Aston Villa's Richard Dunne

"I had some great years at Man City, but I left and that was it. As soon as you go somewhere else, there's no point moping about and being sulky. Thankfully everyone has accepted me here. From day one the dressing room has been brilliant. You can see the team spirit when we go out and play. It's been a really good season so far, and hopefully we'll all be happy come May," added Dunne, who has his sights set on a UEFA Champions League place.

It is qualification for another tournament, however, that will truly determine Dunne's emotion once the Premier League season ends. Indeed, two dates with France - at Croke Park on 14 November and the Stade de France four days later - will determine whether Republic of Ireland reach the 2010 FIFA World Cup South Africa™. Having been a non-playing member of his country's Korea/Japan 2002 squad and part of the team that failed to make Germany 2006, Dunne, who turned 30 last month and has 56 caps to his name, is determined to help Giovanni Trapattoni's side prevail.

France are nevertheless the favourites. They have appeared at 12 of the previous 18 FIFA World Cups - a record bettered by only Brazil, Germany, Italy, Argentina and Mexico - while Republic of Ireland have three participations to their name. The Boys in Green have never gone beyond the quarter-finals of a major tournament; Les Bleus have won the FIFA Confederations Cup and UEFA European Championship twice apiece, and the FIFA World Cup. The Irish watched the last world finals on television after finishing fourth in their qualifying group behind their forthcoming opponents, runners-up Switzerland and third-placed Israel; France reached the Germany 2006 Final, which they only lost to Italy on penalties.

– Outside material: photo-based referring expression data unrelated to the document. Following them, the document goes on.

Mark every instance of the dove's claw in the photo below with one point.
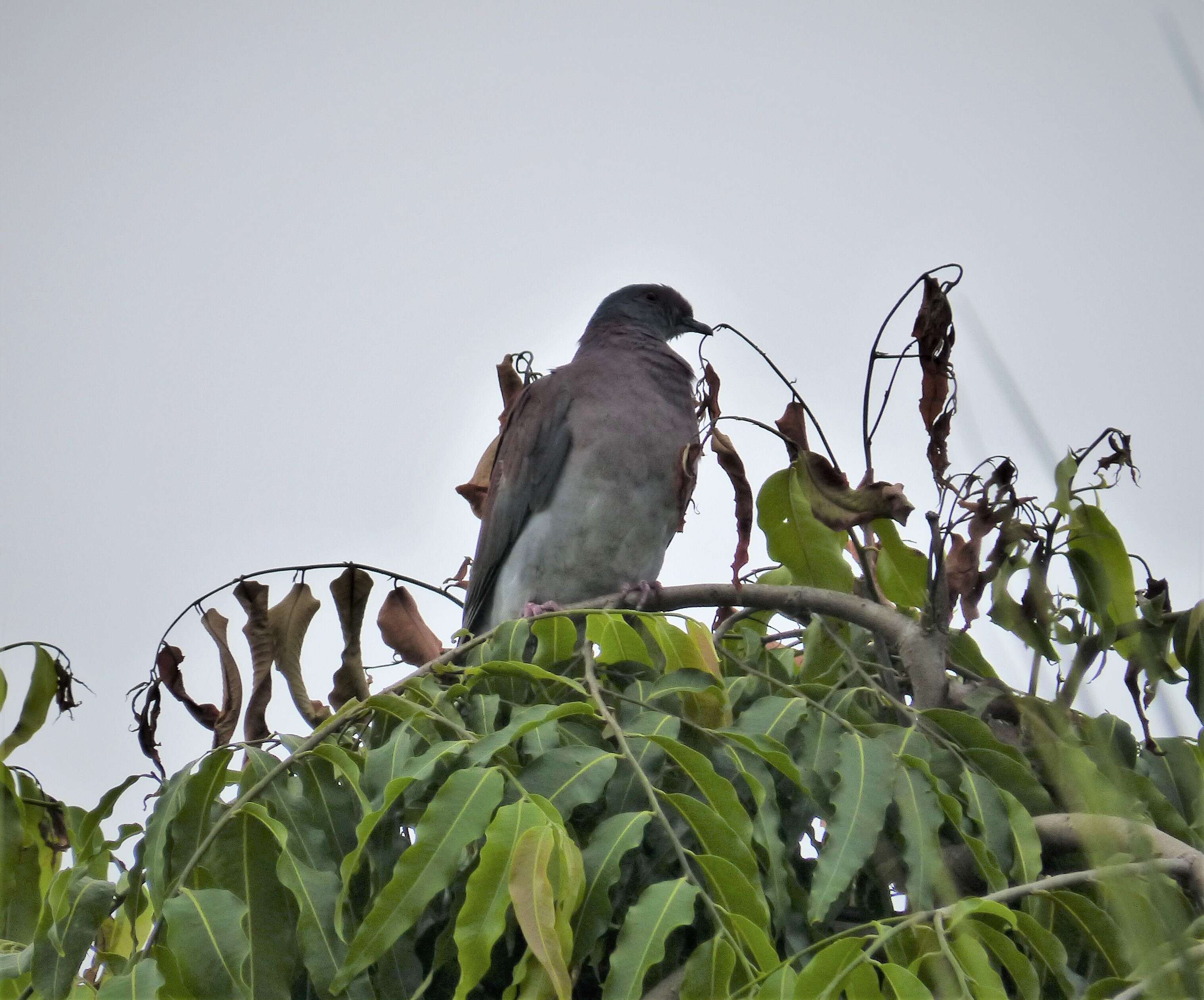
(647, 591)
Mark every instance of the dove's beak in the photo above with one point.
(695, 327)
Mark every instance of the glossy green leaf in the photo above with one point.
(602, 858)
(714, 787)
(826, 967)
(415, 769)
(569, 776)
(458, 815)
(316, 892)
(713, 833)
(794, 538)
(42, 685)
(531, 718)
(482, 917)
(902, 570)
(141, 984)
(208, 941)
(557, 640)
(1094, 534)
(920, 819)
(67, 929)
(866, 770)
(535, 905)
(708, 971)
(662, 909)
(617, 641)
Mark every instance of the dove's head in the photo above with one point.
(650, 309)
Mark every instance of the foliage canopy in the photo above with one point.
(828, 793)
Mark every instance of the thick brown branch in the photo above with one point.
(1081, 830)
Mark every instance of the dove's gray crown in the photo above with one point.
(586, 493)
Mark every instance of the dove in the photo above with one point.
(589, 484)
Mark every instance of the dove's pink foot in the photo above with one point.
(647, 591)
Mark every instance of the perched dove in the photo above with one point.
(588, 485)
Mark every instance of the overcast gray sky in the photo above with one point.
(258, 263)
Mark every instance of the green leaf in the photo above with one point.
(535, 905)
(482, 917)
(194, 819)
(140, 984)
(457, 816)
(206, 939)
(867, 770)
(794, 538)
(415, 769)
(772, 716)
(1063, 477)
(70, 919)
(533, 717)
(716, 836)
(1094, 534)
(625, 792)
(558, 640)
(602, 858)
(528, 672)
(716, 788)
(243, 859)
(569, 776)
(42, 685)
(828, 967)
(1096, 927)
(617, 641)
(662, 907)
(316, 892)
(986, 809)
(902, 570)
(907, 985)
(1026, 845)
(920, 819)
(708, 971)
(1011, 958)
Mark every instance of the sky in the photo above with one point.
(258, 263)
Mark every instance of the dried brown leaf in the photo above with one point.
(510, 382)
(289, 621)
(253, 597)
(685, 477)
(404, 629)
(351, 592)
(793, 426)
(934, 330)
(232, 682)
(731, 463)
(963, 576)
(168, 662)
(839, 506)
(938, 445)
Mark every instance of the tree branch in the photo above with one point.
(1078, 830)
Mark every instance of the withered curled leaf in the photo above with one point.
(731, 463)
(168, 662)
(232, 683)
(934, 330)
(477, 488)
(793, 425)
(351, 592)
(404, 629)
(289, 621)
(966, 582)
(839, 506)
(253, 597)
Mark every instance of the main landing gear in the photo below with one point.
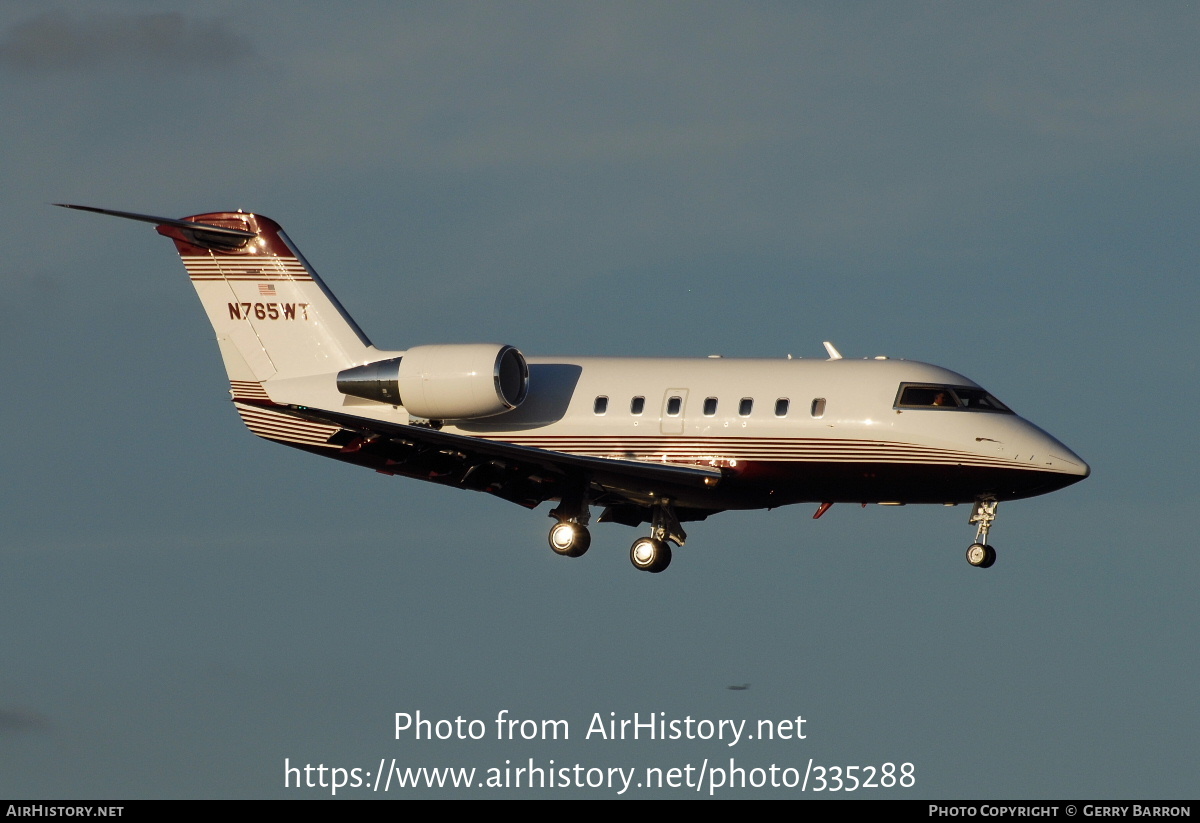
(570, 538)
(984, 514)
(653, 553)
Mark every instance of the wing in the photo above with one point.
(522, 474)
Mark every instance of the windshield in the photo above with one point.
(928, 396)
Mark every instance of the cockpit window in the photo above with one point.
(963, 398)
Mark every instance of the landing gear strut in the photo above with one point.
(984, 514)
(653, 553)
(569, 536)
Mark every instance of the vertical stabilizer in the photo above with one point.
(273, 316)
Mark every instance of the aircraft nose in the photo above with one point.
(1066, 461)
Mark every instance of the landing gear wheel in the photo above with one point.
(649, 554)
(981, 556)
(569, 539)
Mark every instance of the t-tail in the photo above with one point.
(273, 316)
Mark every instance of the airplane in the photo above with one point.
(658, 442)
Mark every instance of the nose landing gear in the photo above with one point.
(984, 514)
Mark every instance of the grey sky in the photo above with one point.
(1007, 190)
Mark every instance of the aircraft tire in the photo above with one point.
(569, 539)
(649, 554)
(981, 556)
(991, 558)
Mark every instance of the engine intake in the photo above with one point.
(456, 382)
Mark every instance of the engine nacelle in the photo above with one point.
(456, 382)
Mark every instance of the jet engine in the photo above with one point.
(455, 382)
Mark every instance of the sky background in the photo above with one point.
(1006, 190)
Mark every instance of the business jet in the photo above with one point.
(658, 442)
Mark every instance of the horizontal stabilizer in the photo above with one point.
(628, 475)
(203, 234)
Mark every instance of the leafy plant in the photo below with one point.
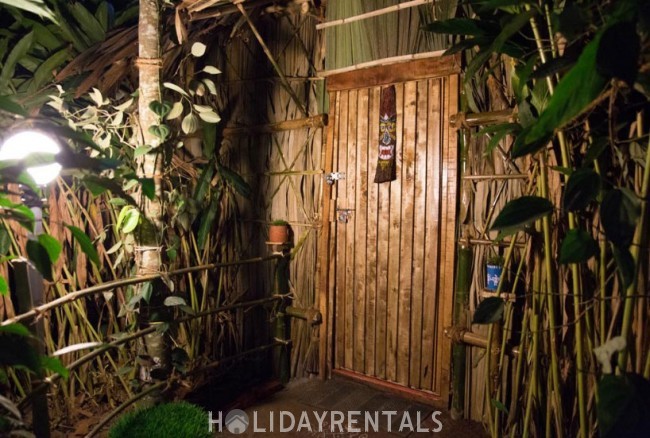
(576, 75)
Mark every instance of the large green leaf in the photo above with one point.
(490, 310)
(619, 212)
(520, 212)
(575, 92)
(578, 246)
(39, 256)
(17, 53)
(582, 188)
(85, 243)
(623, 408)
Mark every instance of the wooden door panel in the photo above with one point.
(394, 256)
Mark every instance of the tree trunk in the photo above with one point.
(149, 235)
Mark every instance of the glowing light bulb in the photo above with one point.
(25, 143)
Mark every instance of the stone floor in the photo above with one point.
(342, 408)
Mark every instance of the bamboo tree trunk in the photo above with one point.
(149, 235)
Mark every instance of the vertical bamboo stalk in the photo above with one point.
(459, 350)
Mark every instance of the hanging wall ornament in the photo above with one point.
(387, 136)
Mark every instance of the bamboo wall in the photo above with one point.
(283, 167)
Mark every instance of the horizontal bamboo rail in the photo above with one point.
(375, 13)
(475, 340)
(495, 177)
(73, 296)
(384, 61)
(139, 334)
(464, 120)
(317, 121)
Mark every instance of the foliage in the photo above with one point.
(576, 75)
(168, 419)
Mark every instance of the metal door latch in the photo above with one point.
(331, 178)
(344, 214)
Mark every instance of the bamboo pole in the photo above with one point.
(459, 351)
(375, 13)
(73, 296)
(469, 120)
(275, 65)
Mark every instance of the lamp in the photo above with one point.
(25, 143)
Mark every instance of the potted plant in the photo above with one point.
(279, 231)
(493, 271)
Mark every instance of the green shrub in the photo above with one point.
(178, 419)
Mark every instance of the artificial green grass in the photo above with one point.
(178, 419)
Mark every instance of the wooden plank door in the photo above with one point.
(391, 255)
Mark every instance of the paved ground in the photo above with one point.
(341, 408)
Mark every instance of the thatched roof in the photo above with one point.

But scratching beneath the surface uncovers are a far more balanced tale. Republic of Ireland were one of only five teams to finish the group phase of European Zone qualifying unbeaten, although they were the only member of the quintet not to qualify directly for South Africa 2010 [Germany, Spain, Italy and the Netherlands all topped their pools]. The Irish's company nonetheless included the reigning world champions, whom they drew with twice; 1-1 in Bari and 2-2 in Dublin. France, meanwhile, finished runners-up behind Serbia in a Group 7 they were expected to dominate. Moreover, Raymond Domenech's team will enter their play-off without the genius of Franck Ribery.

The France coach will, nevertheless, have a plethora of formidable forwards at his disposal, including Thierry Henry, Nicolas Anelka and Karim Benzema, which will heighten the responsibility on Dunne's shoulders. He will nonetheless use history as a source of encouragement.

When Villa hosted Chelsea on 17 October, Dunne shackled Anelka and scored in a 2-1 victory. The last time the Tallaght native encountered Henry, in August 2006, he helped Manchester City beat Arsenal 1-0 and was named man of a match the Gunners legend described as "one of my worst games in an Arsenal shirt". In the former Everton player's previous meeting with French opposition in December, he again excelled as City held Paris Saint-Germain to a 0-0 draw in the UEFA Cup.

Dunne's community of admirers is vast and abounding. O'Neill recently described him as "'immense", while Republic of Ireland goalkeeper Shay Given called him "one of the best centre-halves I have ever played with." Trapattoni labelled him a "wardrobe" during their qualifying campaign and, according to the country's former coach Mick McCarthy, the Villa No5 is on a par with John Terry and Nemanja Vidic, consensually two of the finest centre-backs on the planet.

And while the Irish colossus is flattered by his burgeoning popularity, he would love nothing more than to emerge as France's bête noire in Saint-Denis.